There is a plethora of spots to excavate minerals from,
so intrepid explorers will want to be on the lookout for them.
The major gameplay loop of Shinsekai has you slowly but surely being able to survive higher areas of pressure, aka reaching deeper and deeper levels of the mysterious ocean abyss. This is performed by acquiring the right amount of resources to build new suit upgrades on the fly, and that is done through finding materials in storage containers and mining points, both sprinkled throughout the game world. Smartly, while the resources required for you to level up your suit to reach deeper portions of the ocean change with each upgrade level, the resources you need to find never require you to backtrack; that is to say, they're always in the general area of where you need to go next. Excavated resources and materials found underwater can also be used to craft limited use weapons, helpful items, and permanent upgrades that increase your oxygen capacity and strengthen your suit's defense when it concerns extreme temperatures.

The red line on the mini-map in the corner of the screen (and this uninviting red water)
show depths that house too much pressure currently for our submariner friend's suit.
Thus, Shinsekai: Into the Depths is a clever Metroid-structured game, where the main method of progression isn't item or ability-based (though those are used here and now, of course), but instead, it's based on upgrading your suit to tolerate higher underwater pressures, thus allowing you to access and explore new areas of the game world.
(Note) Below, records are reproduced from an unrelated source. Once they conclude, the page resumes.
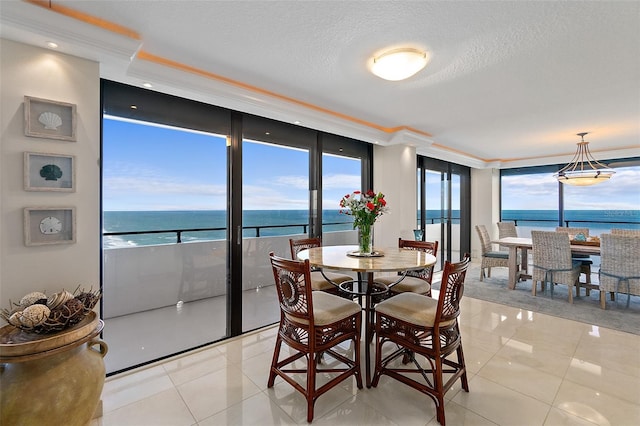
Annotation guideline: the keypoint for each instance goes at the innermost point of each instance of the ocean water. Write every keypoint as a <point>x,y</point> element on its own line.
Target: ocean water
<point>265,223</point>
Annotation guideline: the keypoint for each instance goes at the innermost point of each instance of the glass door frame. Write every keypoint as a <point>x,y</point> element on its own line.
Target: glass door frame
<point>447,170</point>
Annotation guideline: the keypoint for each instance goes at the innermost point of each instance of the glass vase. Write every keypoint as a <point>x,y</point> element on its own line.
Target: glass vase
<point>366,243</point>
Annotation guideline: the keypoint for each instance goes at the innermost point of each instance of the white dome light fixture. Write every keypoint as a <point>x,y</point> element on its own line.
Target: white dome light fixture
<point>399,64</point>
<point>583,170</point>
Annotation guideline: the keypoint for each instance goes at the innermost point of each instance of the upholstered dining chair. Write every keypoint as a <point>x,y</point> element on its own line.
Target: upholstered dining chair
<point>418,281</point>
<point>619,266</point>
<point>626,232</point>
<point>318,276</point>
<point>552,262</point>
<point>490,257</point>
<point>585,259</point>
<point>425,329</point>
<point>312,323</point>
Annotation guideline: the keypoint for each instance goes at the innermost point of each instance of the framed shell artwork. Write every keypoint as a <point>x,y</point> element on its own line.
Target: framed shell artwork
<point>44,118</point>
<point>49,172</point>
<point>49,225</point>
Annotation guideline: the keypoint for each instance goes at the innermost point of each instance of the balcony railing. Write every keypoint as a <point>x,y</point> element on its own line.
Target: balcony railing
<point>258,228</point>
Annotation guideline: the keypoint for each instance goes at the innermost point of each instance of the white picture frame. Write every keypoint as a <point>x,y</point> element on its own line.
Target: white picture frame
<point>49,225</point>
<point>49,172</point>
<point>44,118</point>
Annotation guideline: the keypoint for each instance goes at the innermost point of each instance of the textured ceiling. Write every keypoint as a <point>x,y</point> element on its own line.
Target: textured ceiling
<point>509,83</point>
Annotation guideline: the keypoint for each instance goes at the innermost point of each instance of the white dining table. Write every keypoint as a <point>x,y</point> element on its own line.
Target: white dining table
<point>525,244</point>
<point>387,260</point>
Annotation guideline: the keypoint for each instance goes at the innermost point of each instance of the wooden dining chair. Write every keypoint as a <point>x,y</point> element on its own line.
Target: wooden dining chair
<point>415,281</point>
<point>490,258</point>
<point>312,323</point>
<point>552,262</point>
<point>426,330</point>
<point>318,276</point>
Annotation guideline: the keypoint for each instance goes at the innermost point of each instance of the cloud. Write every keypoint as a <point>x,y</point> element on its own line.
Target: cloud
<point>341,181</point>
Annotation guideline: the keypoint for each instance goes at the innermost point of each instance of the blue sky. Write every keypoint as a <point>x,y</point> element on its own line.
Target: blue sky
<point>159,168</point>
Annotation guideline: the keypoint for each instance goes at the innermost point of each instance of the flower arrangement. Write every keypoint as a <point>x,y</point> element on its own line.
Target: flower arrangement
<point>365,209</point>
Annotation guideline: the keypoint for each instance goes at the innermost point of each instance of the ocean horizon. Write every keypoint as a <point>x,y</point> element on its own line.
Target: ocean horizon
<point>286,222</point>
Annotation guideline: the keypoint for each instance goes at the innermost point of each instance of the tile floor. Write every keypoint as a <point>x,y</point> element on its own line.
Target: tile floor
<point>524,369</point>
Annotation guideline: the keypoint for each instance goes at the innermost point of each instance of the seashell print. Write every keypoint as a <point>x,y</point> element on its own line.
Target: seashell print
<point>50,120</point>
<point>51,172</point>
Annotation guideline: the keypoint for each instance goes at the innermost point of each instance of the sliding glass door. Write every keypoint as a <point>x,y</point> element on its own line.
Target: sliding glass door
<point>164,202</point>
<point>444,208</point>
<point>194,198</point>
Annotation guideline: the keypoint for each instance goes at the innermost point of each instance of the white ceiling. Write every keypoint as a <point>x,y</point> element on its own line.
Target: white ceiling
<point>509,83</point>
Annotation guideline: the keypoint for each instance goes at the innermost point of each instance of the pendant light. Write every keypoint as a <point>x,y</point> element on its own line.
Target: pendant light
<point>584,170</point>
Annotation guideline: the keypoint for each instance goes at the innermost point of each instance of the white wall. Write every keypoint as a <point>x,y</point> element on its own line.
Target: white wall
<point>42,73</point>
<point>394,174</point>
<point>485,205</point>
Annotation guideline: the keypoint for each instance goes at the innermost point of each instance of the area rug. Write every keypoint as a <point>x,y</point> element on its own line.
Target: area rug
<point>586,309</point>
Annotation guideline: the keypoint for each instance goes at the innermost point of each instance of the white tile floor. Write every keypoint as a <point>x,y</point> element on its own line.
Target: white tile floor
<point>524,369</point>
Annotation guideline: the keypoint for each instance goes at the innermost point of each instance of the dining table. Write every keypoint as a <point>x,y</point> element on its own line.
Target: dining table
<point>525,244</point>
<point>347,258</point>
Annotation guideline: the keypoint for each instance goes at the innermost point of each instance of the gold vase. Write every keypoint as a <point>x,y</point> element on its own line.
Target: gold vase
<point>52,379</point>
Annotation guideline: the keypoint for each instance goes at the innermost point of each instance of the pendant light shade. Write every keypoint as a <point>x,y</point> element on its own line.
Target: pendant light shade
<point>399,64</point>
<point>584,170</point>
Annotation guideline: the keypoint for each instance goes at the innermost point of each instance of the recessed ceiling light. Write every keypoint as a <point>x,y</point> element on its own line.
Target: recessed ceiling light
<point>399,64</point>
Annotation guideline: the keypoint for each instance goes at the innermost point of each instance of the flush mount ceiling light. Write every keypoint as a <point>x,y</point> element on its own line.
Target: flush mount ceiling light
<point>399,64</point>
<point>584,170</point>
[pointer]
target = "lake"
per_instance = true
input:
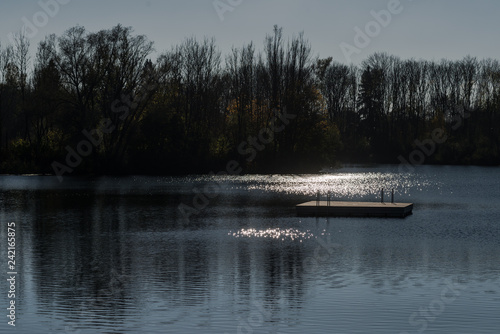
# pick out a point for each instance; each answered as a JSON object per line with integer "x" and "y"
{"x": 116, "y": 255}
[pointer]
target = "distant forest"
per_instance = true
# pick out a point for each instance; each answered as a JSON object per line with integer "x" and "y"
{"x": 95, "y": 103}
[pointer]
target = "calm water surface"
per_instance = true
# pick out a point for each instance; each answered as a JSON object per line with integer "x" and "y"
{"x": 115, "y": 255}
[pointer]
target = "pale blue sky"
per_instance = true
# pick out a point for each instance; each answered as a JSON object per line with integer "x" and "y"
{"x": 428, "y": 29}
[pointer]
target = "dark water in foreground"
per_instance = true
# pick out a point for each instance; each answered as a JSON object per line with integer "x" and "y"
{"x": 113, "y": 255}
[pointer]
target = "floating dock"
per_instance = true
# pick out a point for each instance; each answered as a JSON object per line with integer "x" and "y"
{"x": 354, "y": 209}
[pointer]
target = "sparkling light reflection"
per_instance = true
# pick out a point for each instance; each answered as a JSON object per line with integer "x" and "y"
{"x": 276, "y": 233}
{"x": 342, "y": 184}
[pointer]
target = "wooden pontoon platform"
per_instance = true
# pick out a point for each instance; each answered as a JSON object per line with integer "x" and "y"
{"x": 354, "y": 209}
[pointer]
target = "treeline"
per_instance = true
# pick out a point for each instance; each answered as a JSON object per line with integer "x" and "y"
{"x": 96, "y": 103}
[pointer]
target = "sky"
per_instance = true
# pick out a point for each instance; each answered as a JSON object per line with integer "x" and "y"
{"x": 347, "y": 30}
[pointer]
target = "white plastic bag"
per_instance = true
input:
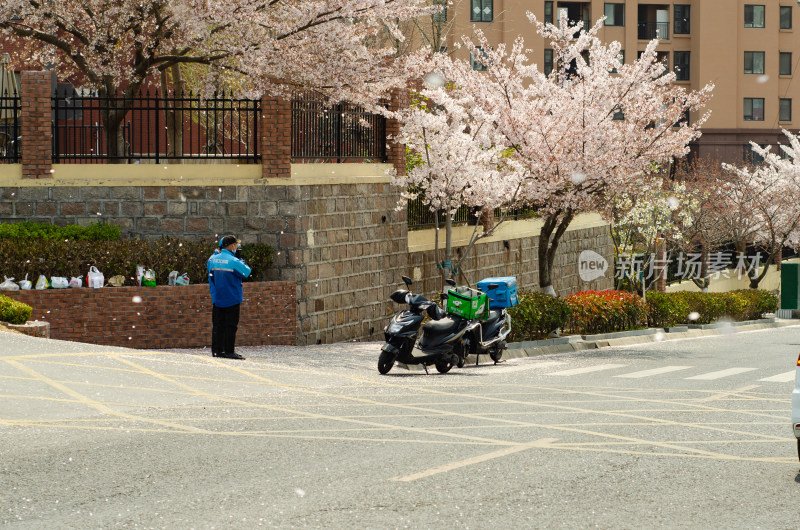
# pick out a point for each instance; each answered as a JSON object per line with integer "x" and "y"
{"x": 95, "y": 278}
{"x": 59, "y": 282}
{"x": 9, "y": 285}
{"x": 42, "y": 282}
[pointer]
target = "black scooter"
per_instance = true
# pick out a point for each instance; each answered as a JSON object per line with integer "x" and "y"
{"x": 441, "y": 343}
{"x": 488, "y": 336}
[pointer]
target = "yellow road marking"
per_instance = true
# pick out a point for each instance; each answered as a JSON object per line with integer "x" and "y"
{"x": 544, "y": 442}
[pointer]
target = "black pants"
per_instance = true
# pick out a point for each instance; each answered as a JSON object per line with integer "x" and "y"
{"x": 224, "y": 323}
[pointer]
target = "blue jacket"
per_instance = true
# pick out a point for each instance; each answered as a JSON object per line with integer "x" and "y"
{"x": 225, "y": 275}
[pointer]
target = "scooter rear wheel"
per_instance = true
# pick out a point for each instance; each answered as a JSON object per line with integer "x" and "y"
{"x": 445, "y": 363}
{"x": 385, "y": 362}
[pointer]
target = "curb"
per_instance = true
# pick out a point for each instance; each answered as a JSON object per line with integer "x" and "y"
{"x": 518, "y": 350}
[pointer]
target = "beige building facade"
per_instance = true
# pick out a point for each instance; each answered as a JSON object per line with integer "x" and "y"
{"x": 750, "y": 49}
That's not to say this aforementioned "clever Metroid-structure" is perfect. The foundation certainly is there, but it can be frustrating to traverse underwater, having the submariner cling to walls when you don't want them to, stumbling around areas to find specific materials, and learning to come to terms that even the shortest of falls can result in damage to your character. The latter point is a bit annoying, especially early in the game where you lack a plentiful amount of oxygen tanks, resulting in one or two cracked tanks leaving with you with little health to work with.

Later in Shinsekai: Into the Depths, you come across your own submarine, which allows you to access to new areas completely, using its drill to serve as the "key" to power through the ice "gates" that separate major unique areas of the game. It's also used in combat, particularly well done in one boss battle. Speaking of those, encounters in Shinsekai can be intense to the uninitiated, but each have a method and weakness to defeating them. The part that can be difficult is figuring that out.

While some areas can be quite claustrophobic, others are wide open to explore. Great for one's submarine.
Shinsekai: Into the Depths isn't a terribly lengthy game. I completed it with most of the in-game achievements in tow in just over seven hours. However, a second run mode, the potential for players to miss certain collectibles, and the simple joy of replaying the game make an argument for some more longevity. That and the game being a general and genuine pleasure to play and being a poignant experience adds to that aforementioned argument as well.

As a game originating on iOS devices via the Apple Arcade initiative, it didn't take much housekeeping for Capcom's game to arrive on the Nintendo Switch in a positive manner, but Shinsekai: Into the Depths is a successful port of a sublime and creative take on the Metroidvania genre. Aquaphobics may feel some unease playing this particular title, but for everyone else, Shinsekai: Into the Depths delivers an engaging, if not short-lived underwater adventure worthy of diving in and enjoying.